RWC #20: Gregan taunts New Zealand: ‘Four more years boys, four more years’

All Blacks’ wait for second World Cup continues after 2003 semi-final loss to Australia

Australia players celebrate at full time of their 2003 Rugby World Cup semi-final win over New Zealand. Photograph: Getty

Australia players celebrate at full time of their 2003 Rugby World Cup semi-final win over New Zealand. Photograph: Getty

 

The 2003 World Cup progressed in such a way the final was always destined to be contested by the cream of the Northern and Southern Hemispheres, with South Africa, Australia and New Zealand on one side of the quarter-final draw and Ireland, England, Wales and France on the other.

Inevitably this meant England would play France in one semi-final, while hosts Australia would play New Zealand in the other.

The 2003 semi-final was just the second meeting between the great Antipodean rivals in five World Cups. The first had come in the 1991 semi-final, when a David Campese-inspired Wallabies ran the All Blacks ragged at Lansdowne Road.

And by the time the two met in Sydney in 2003 it was Australia who had the richer World Cup pedigree with two wins to New Zealand’s one, something which seemed improbable when the All Blacks lifted the Webb Ellis Cup for the first time.
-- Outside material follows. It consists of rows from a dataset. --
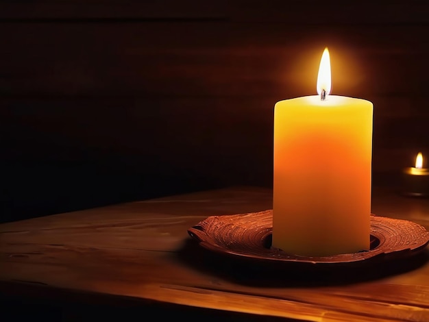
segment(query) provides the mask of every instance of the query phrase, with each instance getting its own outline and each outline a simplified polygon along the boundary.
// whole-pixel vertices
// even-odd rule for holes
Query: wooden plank
[[[373,210],[380,215],[429,227],[415,212],[428,211],[427,200],[375,193]],[[236,187],[2,224],[0,291],[48,302],[155,301],[306,321],[427,321],[427,257],[416,266],[402,262],[408,268],[396,274],[387,264],[358,275],[321,273],[326,280],[304,271],[267,275],[207,253],[186,234],[207,216],[260,211],[271,200],[269,189]]]

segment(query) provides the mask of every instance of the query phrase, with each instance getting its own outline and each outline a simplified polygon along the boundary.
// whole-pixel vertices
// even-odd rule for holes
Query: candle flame
[[[331,62],[328,47],[325,48],[322,58],[320,60],[317,87],[319,95],[321,93],[322,90],[325,90],[326,95],[331,92]]]
[[[423,167],[423,155],[421,152],[419,152],[415,158],[415,167],[417,169],[421,169]]]

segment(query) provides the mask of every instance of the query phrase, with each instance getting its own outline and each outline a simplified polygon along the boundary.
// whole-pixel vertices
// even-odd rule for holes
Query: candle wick
[[[325,101],[326,99],[326,90],[324,89],[321,90],[321,92],[320,93],[320,100]]]

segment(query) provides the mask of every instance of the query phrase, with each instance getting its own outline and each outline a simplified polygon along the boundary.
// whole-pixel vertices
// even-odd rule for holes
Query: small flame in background
[[[329,95],[331,92],[331,62],[328,47],[325,48],[320,60],[317,88],[319,95],[321,95],[322,90],[325,90],[326,95]]]
[[[415,167],[417,169],[421,169],[423,167],[423,155],[421,152],[419,152],[415,158]]]

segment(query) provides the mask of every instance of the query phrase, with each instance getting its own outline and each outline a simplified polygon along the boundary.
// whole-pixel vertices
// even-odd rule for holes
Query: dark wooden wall
[[[273,106],[326,46],[332,94],[374,104],[374,184],[429,156],[429,5],[322,3],[0,3],[1,219],[271,186]]]

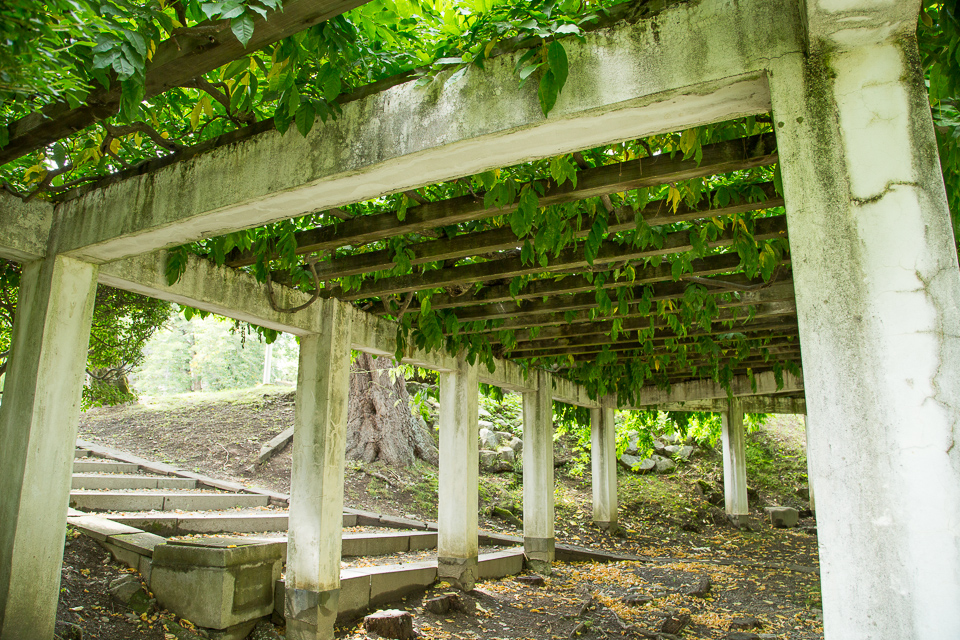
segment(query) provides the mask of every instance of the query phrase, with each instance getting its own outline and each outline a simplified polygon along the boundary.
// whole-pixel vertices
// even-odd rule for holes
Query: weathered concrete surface
[[[727,516],[740,521],[750,514],[747,504],[747,451],[744,447],[743,407],[730,400],[721,414],[723,438],[723,497]]]
[[[280,564],[280,550],[271,544],[161,544],[153,550],[150,589],[161,606],[194,624],[226,629],[270,615]]]
[[[344,105],[306,137],[275,131],[61,205],[61,252],[110,261],[620,140],[762,113],[769,58],[799,51],[792,0],[704,0],[565,42],[549,118],[522,52]],[[483,105],[483,108],[472,108]],[[212,184],[220,188],[210,189]]]
[[[30,262],[45,256],[52,221],[49,202],[23,202],[0,191],[0,258]]]
[[[469,590],[477,581],[480,387],[477,366],[460,360],[440,374],[440,486],[437,568],[441,579]]]
[[[785,57],[771,90],[826,637],[960,637],[960,270],[916,45]]]
[[[53,637],[97,268],[26,263],[0,405],[0,637]]]
[[[617,527],[616,398],[606,398],[590,412],[590,469],[593,483],[593,521],[603,529]]]
[[[352,316],[339,300],[317,301],[322,332],[300,339],[290,530],[287,637],[333,637],[340,588],[340,536]]]
[[[523,394],[523,548],[527,561],[550,573],[554,559],[553,382],[537,371],[537,391]]]

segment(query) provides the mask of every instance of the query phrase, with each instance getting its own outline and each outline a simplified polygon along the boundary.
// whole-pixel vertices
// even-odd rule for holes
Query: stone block
[[[513,576],[523,571],[522,549],[484,553],[478,560],[481,580],[494,580],[505,576]]]
[[[800,522],[800,512],[792,507],[767,507],[764,509],[770,524],[777,529],[789,529]]]
[[[199,626],[226,629],[270,615],[280,567],[277,544],[168,542],[154,549],[150,588],[164,608]]]
[[[370,575],[370,606],[424,590],[437,581],[437,566],[433,562],[369,567],[366,573]]]

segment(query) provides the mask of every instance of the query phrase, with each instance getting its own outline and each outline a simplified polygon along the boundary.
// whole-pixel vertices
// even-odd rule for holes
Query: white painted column
[[[440,374],[440,496],[437,572],[464,591],[479,578],[480,385],[476,365]]]
[[[813,465],[810,464],[810,416],[803,416],[803,431],[807,439],[807,493],[809,494],[810,511],[817,512],[816,501],[813,495]]]
[[[770,74],[829,640],[960,638],[960,269],[913,29]]]
[[[722,414],[723,496],[727,517],[741,524],[750,514],[747,504],[747,452],[744,446],[743,401],[731,398]]]
[[[322,333],[300,338],[285,610],[291,640],[333,638],[340,593],[351,315],[318,300]]]
[[[590,411],[590,468],[593,480],[593,521],[602,529],[617,528],[616,399],[604,398]]]
[[[535,571],[554,559],[553,376],[537,371],[537,390],[523,394],[523,550]]]
[[[0,404],[0,638],[53,637],[97,267],[23,266]]]

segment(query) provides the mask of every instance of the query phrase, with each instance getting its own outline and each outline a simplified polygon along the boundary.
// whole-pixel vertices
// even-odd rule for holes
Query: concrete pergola
[[[914,37],[919,9],[919,0],[682,4],[571,43],[570,77],[549,118],[535,87],[516,89],[508,55],[485,72],[351,102],[305,138],[262,133],[56,206],[0,195],[0,256],[23,264],[0,406],[0,637],[53,635],[98,282],[301,337],[287,629],[291,638],[330,638],[349,354],[392,355],[395,326],[336,298],[278,313],[252,277],[200,259],[168,285],[163,250],[494,167],[767,112],[804,379],[787,376],[778,388],[772,374],[755,387],[737,378],[735,399],[722,405],[726,389],[691,381],[644,390],[637,405],[725,411],[727,506],[738,515],[746,506],[735,480],[742,412],[802,392],[826,636],[960,637],[960,269]],[[306,299],[278,292],[282,307]],[[438,353],[410,350],[405,361],[441,378],[440,575],[464,587],[476,579],[479,382],[524,393],[528,559],[553,559],[551,399],[593,410],[594,515],[615,523],[615,402],[542,371],[525,377],[509,361],[492,374]]]

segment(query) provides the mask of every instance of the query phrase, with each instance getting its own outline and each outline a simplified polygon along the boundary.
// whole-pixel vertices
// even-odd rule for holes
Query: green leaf
[[[547,47],[547,64],[550,65],[550,71],[553,71],[557,79],[557,92],[563,89],[567,83],[567,52],[557,40],[550,43]]]
[[[543,111],[544,116],[549,114],[553,109],[553,105],[557,103],[558,93],[559,86],[557,85],[557,78],[551,69],[540,78],[540,89],[537,91],[537,95],[540,98],[540,109]]]
[[[313,103],[310,100],[304,100],[300,103],[300,108],[297,109],[294,120],[297,123],[297,131],[300,132],[300,135],[306,136],[310,133],[310,129],[313,128],[313,123],[317,120],[317,110],[313,107]]]
[[[250,42],[250,38],[253,37],[253,16],[249,13],[244,13],[232,19],[230,21],[230,30],[233,31],[233,35],[237,36],[240,44],[246,48],[247,43]]]

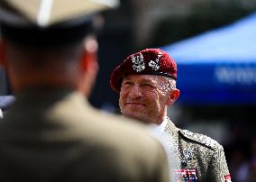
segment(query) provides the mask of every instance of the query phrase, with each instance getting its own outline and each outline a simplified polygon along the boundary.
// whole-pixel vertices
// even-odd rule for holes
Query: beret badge
[[[132,56],[133,68],[134,71],[141,72],[145,68],[144,58],[142,53],[138,56]]]
[[[155,59],[155,61],[151,60],[150,63],[149,63],[149,67],[151,67],[155,71],[157,71],[160,68],[159,60],[160,60],[161,55],[162,54],[160,52],[158,54],[158,58]]]

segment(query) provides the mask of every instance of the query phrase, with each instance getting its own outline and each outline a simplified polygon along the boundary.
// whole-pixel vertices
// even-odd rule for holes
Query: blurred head
[[[14,92],[61,86],[87,96],[98,69],[97,43],[91,36],[94,18],[113,4],[107,0],[45,2],[26,2],[31,5],[0,2],[0,60],[11,86]]]
[[[160,124],[167,108],[178,97],[176,62],[160,49],[146,49],[129,56],[112,73],[112,88],[120,93],[123,114]]]

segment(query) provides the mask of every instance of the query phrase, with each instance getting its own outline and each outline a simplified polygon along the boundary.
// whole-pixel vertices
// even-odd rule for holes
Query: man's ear
[[[173,103],[178,99],[179,96],[179,90],[177,88],[173,88],[169,92],[169,96],[167,100],[167,105],[172,105]]]
[[[90,50],[84,46],[80,59],[80,77],[78,90],[87,96],[89,96],[95,85],[98,72],[96,50]]]
[[[5,44],[2,40],[0,40],[0,66],[5,67]]]

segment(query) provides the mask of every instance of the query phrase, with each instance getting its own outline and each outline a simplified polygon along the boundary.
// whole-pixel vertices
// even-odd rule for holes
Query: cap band
[[[35,25],[16,27],[2,23],[1,32],[10,41],[32,46],[54,46],[80,41],[93,31],[92,21],[77,24],[61,23],[48,28]]]

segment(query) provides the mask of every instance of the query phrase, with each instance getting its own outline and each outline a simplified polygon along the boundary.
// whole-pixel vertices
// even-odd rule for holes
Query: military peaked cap
[[[3,37],[32,44],[70,43],[92,28],[92,17],[118,0],[1,0]]]

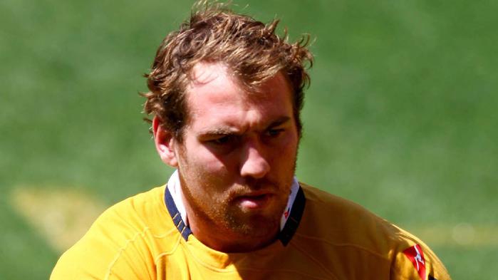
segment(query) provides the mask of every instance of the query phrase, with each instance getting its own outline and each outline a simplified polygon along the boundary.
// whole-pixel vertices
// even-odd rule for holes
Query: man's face
[[[199,63],[193,77],[175,143],[189,219],[234,238],[276,234],[299,142],[289,82],[279,73],[247,93],[220,63]]]

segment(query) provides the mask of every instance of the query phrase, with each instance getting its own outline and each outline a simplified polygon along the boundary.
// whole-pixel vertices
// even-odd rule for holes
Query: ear
[[[152,120],[152,131],[155,149],[161,160],[172,167],[177,167],[178,160],[175,152],[175,141],[173,134],[162,128],[157,116]]]

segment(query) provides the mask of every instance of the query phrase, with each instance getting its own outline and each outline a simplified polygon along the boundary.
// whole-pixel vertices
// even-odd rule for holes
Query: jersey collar
[[[187,240],[192,231],[188,225],[188,217],[183,204],[182,195],[178,170],[175,170],[167,182],[165,191],[165,204],[175,225],[182,237]],[[287,205],[280,219],[280,233],[278,238],[284,246],[291,241],[299,225],[304,211],[305,202],[304,193],[294,177]]]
Ahead of the game Australia had been heavy under the pressure of trying to defend the trophy on home soil, while New Zealand had been playing scintillating rugby with the likes of Carlos Spencer and Joe Rokocoko thrilling the world.

But it was Spencer who first erred at the Telstra Stadium, throwing a miss pass out to the left which hung in the air for a fraction too long and allowed Stirling Mortlock to intercept, running nearly the length of the pitch to score.

Throughout, Eddie Jones’ side kept the ball in hand, even if it meant conceding territory (they had 66% of the ball in the first half), and thus were able to starve New Zealand’s deadly back three of Rokocoko, Mils Muliaina and Doug Howlett of the ball they craved.

With Leon MacDonald unable to find his kicking groove and Elton Flatley keeping the scoreboard ticking for the Wallabies, New Zealand were never able to force their way back into the match, losing 22-10.

New Zealand, the tournament’s most exciting attacking team, had lost a third semi-final in five World Cups.

On the final whistle Australia captain George Gregan twisted the knife. “Four more years boys. Four more years.”

New Zealand would be waiting another eight.